Monday, September 8, 2014

Film Review and Ending Intepretation: Coherence

Copyright: Oscilloscope Laboratories
Simple plots and heavy physics was the combination that created the incredible film Primer. Not so long ago, its director Shane Carruth created Upstream Color, but his new science fiction film took a more symbolic turn (although it’s still an awesome film).

Coherence is a film that could have been perfectly in line with his older Carruth’s film. Its tale is extremely simple, and takes place during one night at a dinner party where old fiends converge to relax and catch up. Above them, an unusual comet is passing by, and its effects alter reality itself, as the guests soon begin to realize.

James Ward Byrkit made this film as his directorial debut, and he created something deeply impacting. By using a single house and its exteriors, he made due with a very solid acting crew that is, unfortunately, very far from Hollywood stardom (Maury Sterling is the most famous one in the cast, along with the veteran Nicholas Brendon). Maybe thanks to this fact, everyone had a point to prove, and they definitely did it with this movie. Coherence uses the paradox of the multiverse and the now very known (but rarely understood) thought experiment called the Schrodinger's cat.

In the act of mixing universes which branch out with every possible choice, Byrkit filmed a very understandable collapse of regular cause and effect system. The idea of this film isn’t that impressive, but the easiness in which he depicted it definitely is (especially thought the ingenious use of simple props to mark important cues of the story).

Instead of making a mess, Byrkit decided to focus on the character of Emily (played really well in a sober and rational manner by Emily Baldoni) and her plight to make some sense from this dire, mind-bending situation (which are full of that special kind of existential horror).

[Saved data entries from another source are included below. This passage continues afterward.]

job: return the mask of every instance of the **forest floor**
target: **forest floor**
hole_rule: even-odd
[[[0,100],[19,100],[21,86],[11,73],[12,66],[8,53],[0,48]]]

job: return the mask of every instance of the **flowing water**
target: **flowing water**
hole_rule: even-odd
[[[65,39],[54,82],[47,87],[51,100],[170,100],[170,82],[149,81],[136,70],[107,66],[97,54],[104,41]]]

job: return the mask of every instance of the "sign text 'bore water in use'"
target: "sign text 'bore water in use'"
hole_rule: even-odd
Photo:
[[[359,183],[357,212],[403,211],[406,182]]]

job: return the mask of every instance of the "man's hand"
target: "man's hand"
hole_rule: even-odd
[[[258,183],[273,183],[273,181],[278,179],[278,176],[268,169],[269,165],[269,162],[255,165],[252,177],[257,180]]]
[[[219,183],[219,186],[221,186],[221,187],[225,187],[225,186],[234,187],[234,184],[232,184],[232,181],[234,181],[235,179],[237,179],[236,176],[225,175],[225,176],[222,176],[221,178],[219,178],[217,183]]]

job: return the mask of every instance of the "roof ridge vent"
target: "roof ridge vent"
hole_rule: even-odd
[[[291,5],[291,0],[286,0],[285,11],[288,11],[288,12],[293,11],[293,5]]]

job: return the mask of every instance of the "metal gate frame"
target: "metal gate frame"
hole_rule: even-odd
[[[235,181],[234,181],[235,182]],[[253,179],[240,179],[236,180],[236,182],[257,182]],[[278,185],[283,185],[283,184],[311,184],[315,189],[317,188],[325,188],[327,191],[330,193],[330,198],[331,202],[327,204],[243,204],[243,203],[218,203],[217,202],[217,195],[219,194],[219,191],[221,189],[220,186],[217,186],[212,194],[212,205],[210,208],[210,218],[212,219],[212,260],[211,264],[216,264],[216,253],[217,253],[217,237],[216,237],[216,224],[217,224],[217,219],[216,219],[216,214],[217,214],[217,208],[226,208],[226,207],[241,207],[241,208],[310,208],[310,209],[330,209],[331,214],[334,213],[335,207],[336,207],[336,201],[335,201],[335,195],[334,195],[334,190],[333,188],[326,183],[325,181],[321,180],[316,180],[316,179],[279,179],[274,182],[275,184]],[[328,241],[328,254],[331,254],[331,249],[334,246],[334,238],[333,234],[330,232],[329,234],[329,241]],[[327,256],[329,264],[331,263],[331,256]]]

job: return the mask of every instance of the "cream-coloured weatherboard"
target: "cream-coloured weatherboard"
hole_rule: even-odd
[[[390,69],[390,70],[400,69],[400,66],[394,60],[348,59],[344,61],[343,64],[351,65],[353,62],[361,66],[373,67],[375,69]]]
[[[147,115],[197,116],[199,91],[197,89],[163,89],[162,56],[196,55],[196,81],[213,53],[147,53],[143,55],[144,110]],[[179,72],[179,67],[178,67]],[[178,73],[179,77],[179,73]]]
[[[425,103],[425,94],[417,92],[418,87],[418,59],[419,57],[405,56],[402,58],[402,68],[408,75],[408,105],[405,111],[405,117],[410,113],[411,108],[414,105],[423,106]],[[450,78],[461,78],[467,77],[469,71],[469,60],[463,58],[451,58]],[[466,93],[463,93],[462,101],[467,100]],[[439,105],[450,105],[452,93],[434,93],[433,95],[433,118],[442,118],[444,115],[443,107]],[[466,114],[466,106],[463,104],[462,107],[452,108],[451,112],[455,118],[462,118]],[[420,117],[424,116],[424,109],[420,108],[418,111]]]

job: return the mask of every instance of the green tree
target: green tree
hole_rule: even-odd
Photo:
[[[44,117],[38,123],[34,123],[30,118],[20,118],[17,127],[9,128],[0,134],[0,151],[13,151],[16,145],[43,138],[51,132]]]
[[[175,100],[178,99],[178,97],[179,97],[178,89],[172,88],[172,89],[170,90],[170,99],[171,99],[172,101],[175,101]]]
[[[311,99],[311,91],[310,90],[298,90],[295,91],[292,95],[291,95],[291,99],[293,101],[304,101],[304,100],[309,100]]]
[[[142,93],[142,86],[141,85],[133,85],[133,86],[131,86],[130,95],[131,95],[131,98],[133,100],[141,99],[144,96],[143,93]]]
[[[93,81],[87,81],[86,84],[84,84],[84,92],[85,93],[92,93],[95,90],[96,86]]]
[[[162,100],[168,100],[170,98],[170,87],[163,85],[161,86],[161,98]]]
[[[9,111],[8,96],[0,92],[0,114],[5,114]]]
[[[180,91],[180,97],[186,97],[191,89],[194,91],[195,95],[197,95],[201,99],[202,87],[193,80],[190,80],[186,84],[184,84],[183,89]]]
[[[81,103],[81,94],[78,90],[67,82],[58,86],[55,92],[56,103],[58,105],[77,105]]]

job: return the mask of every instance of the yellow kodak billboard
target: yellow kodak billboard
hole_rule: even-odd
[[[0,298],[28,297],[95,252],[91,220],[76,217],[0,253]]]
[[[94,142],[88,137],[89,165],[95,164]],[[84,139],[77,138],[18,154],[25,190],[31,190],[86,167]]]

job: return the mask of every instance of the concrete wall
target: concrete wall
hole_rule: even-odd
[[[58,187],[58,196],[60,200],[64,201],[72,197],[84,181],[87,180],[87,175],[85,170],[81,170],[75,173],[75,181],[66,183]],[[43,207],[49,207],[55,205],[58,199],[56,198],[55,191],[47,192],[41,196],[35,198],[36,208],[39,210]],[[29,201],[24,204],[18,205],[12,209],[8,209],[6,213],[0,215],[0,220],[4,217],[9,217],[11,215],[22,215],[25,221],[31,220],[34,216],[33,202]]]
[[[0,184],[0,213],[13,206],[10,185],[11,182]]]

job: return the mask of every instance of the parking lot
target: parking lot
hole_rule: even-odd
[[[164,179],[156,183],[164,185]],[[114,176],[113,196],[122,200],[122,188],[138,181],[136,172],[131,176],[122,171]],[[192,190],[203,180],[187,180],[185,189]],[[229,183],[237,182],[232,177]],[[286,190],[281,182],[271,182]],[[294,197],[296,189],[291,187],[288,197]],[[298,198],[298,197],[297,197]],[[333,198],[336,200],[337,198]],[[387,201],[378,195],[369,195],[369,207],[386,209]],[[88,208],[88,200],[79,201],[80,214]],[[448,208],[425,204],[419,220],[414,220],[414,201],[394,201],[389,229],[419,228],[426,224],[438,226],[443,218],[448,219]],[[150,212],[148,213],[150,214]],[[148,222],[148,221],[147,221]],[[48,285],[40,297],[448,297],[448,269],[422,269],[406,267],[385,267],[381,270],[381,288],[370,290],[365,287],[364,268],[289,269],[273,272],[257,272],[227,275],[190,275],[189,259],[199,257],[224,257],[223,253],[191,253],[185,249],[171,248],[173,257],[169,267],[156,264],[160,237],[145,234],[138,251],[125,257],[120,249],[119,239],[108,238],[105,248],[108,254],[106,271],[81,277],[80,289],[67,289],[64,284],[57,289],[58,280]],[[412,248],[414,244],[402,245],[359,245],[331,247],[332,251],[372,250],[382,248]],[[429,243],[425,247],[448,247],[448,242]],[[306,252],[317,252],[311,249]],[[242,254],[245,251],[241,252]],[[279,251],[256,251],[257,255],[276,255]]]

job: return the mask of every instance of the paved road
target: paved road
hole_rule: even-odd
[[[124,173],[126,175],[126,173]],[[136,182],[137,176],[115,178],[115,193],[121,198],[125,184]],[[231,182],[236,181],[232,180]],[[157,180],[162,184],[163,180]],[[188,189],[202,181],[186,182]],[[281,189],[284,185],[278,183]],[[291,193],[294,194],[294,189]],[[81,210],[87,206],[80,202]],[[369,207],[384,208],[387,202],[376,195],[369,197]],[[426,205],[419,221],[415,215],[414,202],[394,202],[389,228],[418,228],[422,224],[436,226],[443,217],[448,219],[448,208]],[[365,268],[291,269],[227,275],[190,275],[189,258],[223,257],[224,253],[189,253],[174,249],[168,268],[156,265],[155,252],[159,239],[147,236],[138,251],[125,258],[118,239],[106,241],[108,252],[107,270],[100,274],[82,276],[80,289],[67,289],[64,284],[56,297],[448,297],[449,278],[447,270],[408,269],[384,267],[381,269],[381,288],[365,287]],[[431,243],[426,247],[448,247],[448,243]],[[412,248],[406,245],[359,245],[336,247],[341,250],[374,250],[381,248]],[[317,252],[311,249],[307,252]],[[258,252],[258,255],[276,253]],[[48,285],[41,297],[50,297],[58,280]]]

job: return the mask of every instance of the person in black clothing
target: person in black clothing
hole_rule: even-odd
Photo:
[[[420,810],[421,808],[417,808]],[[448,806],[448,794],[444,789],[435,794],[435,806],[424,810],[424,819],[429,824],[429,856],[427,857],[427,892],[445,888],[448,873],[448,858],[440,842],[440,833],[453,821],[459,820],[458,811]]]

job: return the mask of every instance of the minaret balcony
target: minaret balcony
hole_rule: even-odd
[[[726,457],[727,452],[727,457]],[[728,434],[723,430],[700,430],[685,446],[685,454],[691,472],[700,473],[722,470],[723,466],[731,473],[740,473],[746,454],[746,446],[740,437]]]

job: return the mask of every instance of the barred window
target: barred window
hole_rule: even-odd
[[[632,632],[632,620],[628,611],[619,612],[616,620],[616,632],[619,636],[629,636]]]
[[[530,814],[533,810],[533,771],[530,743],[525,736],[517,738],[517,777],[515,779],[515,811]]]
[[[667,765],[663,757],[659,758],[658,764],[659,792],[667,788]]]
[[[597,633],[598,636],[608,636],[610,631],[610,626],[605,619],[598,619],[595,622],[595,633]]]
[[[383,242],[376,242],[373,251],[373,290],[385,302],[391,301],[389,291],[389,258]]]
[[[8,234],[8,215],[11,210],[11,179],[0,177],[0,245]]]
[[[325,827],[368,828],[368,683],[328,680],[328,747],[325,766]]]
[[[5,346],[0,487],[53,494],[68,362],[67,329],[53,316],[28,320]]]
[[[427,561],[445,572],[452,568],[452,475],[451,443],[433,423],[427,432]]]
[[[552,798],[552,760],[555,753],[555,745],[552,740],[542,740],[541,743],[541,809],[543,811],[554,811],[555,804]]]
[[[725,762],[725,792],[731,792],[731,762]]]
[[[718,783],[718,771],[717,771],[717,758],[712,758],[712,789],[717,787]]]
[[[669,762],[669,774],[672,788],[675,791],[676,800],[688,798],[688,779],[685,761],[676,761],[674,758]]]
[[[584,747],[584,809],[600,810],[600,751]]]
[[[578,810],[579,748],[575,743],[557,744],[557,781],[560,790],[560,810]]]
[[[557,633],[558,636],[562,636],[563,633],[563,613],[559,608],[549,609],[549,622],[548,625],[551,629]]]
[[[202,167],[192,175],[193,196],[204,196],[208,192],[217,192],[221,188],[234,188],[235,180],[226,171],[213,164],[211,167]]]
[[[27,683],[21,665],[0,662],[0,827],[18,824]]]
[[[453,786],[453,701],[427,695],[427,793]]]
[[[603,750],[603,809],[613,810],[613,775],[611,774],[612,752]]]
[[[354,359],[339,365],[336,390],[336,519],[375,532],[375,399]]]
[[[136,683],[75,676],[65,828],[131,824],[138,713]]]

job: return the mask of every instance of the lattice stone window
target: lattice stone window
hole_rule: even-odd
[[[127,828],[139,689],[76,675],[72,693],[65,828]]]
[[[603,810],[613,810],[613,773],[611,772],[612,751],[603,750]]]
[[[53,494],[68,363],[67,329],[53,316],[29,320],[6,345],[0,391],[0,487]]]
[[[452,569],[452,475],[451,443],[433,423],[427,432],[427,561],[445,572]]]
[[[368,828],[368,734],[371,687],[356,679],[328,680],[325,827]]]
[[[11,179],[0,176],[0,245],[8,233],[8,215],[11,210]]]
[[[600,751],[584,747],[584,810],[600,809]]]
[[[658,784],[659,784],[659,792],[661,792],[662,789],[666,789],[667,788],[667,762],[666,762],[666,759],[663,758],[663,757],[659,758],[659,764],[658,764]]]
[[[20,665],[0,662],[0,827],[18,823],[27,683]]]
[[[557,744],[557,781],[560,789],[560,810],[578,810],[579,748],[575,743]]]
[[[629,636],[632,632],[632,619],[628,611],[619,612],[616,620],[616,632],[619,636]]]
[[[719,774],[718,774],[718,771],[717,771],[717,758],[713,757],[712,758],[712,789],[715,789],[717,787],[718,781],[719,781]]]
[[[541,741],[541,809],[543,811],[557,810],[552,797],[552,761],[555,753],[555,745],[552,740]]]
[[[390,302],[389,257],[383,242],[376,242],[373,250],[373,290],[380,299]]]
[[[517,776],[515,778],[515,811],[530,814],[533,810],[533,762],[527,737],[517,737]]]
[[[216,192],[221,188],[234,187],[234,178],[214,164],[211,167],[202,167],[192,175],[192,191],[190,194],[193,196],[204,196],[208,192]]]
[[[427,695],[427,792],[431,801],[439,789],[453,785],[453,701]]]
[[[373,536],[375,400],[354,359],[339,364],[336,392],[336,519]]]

At the end, the film nicely ties up all its ideas, underlining the most important one – the notions about humanity, summed up in a thought from Brendon’s character Kevin where he states that maybe there are those evil versions of themselves they fear lurking in the night.

Coherence Movie Ending Explained

(Spoiler alert)

Coherence has somewhat of a strange, abrupt ending, and here is my explanation and interpretation of it. Emily understands that her version of reality is already polluted with people from different multiverses, and when they become violent, she flees. She travels to different multiverses, many of which became equally bad, until she finally finds one that looks normal and stable.

She takes care of her other self (the original one in that universe) by violent means, hoping that she will disappear (in other words, be left behind in some other version of reality) once the comet passes and its effect end. She fails, and then has to do it all over again back in the house, were original Emily manages to crawl back.

Thinking that two versions of her will merge into one once it was all over (even if the other is dead) she hits on the head and presumes that she killed her. The next morning she wakes up thinking everything is all right. But then, in the last scene, her boyfriend gets a call from her, which should mean that the other Emily is still there and alive, and with the comet gone, two versions of Emily are now a permanent condition.